Importante destacar que foi necessário que os estudantes acordassem - por meio de seus representantes legais (pais ou responsáveis) - assinando o Termo de Consentimento Livre e Esclarecido (TCLE), parte do projeto de pesquisa submetido ao Comitê de Ética em Pesquisa da Faculdade de Ciências da Saúde da Universidade de Brasília (UnB), cujo parecer foi aprovado sob o número 3.735.301/2019.

Os dados da pesquisa foram produzidos a partir de instrumentos como o questionário (GATTI, 2005) e o grupo focal (POWELL; SINGLE, 1996; GATTI, 2005). No caso, a utilização do grupo focal realizado ao final da experiência, quando objetivamos compreender a interação entre os estudantes ao serem motivados a participarem de uma forma diferenciada na organização dos “Jogos Internos da Escola”. Com essa técnica, conseguimos verificar práticas cotidianas, ações, atitudes e comportamentos relevantes para uma melhor compreensão daquilo que havíamos vivido quando da proposição pedagógica do Sport Education. O uso do questionário se deu como complemento aos grupos focais, conforme defendido por Gatti (2005). Por meio dele foi possível organizar respostas de natureza objetiva dos estudantes.

O conjunto destes dados foi analisado à luz de uma abordagem qualitativa (SEVERINO, 2007), o que nos permitiu selecionar para este produto em termos de resultados, os aspectos relacionados à apresentação de uma experiência pedagógica concreta e seus impactos no problema da indisciplina escolar. Aspectos anteriormente determinados e explicitados como objetivos de nossa investigação. É o que passamos a explorar na sequência deste artigo.

Protagonismo discente e trabalho coletivo: os “Jogos Internos da Escola” por meio do Sport Education

A experiência abordada a seguir passa em grande medida pelo contexto pedagógico que a encerrou. Seu êxito guarda relação com a implicação e as motivações dos sujeitos envolvidos neste processo. Talvez muito mais do que os constructos teórico-metodológicos que aqui já apontamos. Por acreditarmos nisso, vale chamar atenção de que embora o Sport Education surja como o principal suporte teórico-didático de nossa proposição, seu valor está subjacente ao empenho dos atores envolvidos, sejam os professores ou os estudantes selecionados no estudo, doravante chamados de Equipe Organizadora (EO). Tal apontamento sugere que o Sport Education é elemento de mediação pedagógica, ou seja, não carrega finalidade em si mesmo. O fim seria sempre a participação discente - com ênfase nos estudantes indisciplinados - e como que tal protagonismo articulado ao plano pedagógico da Educação Física na realização dos “Jogos Internos da Escola” poderia servir como desencadeador de um processo de pertencimento à escola ao mesmo tempo em que estes estudantes, em outros momentos excluídos, pudessem agora se sentir em evidência e em destaque.

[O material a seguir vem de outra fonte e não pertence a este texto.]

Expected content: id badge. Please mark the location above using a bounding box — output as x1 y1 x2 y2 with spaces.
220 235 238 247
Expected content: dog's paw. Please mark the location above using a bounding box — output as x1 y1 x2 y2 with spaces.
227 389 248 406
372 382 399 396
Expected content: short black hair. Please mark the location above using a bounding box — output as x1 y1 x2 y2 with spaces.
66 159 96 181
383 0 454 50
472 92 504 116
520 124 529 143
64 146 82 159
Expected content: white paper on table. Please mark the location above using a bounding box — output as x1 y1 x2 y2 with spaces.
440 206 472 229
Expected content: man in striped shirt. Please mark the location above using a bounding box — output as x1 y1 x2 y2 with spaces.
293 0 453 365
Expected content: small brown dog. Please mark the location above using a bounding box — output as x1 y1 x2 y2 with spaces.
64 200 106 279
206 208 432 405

De todo modo, se por um lado o fim não está na proposta, por outro, não ter apropriação total dela parece ser um equívoco, uma vez em que o ato educativo deve carregar em si uma intenção pedagógica (SAVIANI, 2003). O trabalho educativo - especificamente o que se instala na escola - se diferencia das formas espontâneas de educação (DUARTE, 1998). Portanto, isso desloca à docência um papel também dos mais relevantes e a experiência ilustrada, conforme demonstrada, aqui irá revelar esse nível de apropriação.

A materialização da proposta estava condicionada ao alinhamento do Sport Education à organização dos “Jogos Internos da Escola”. Nesse sentido, deliberadamente aquelas características principais do modelo de ensino Sport Education, quais sejam a época esportiva, a filiação, a competição formal, o registro estatístico, a festividade e o evento culminante (SIEDENTOP, 1994) se tornaram referências importantes quando das ações da EO, seja no âmbito da preparação, seja quando da realização dos Jogos Internos.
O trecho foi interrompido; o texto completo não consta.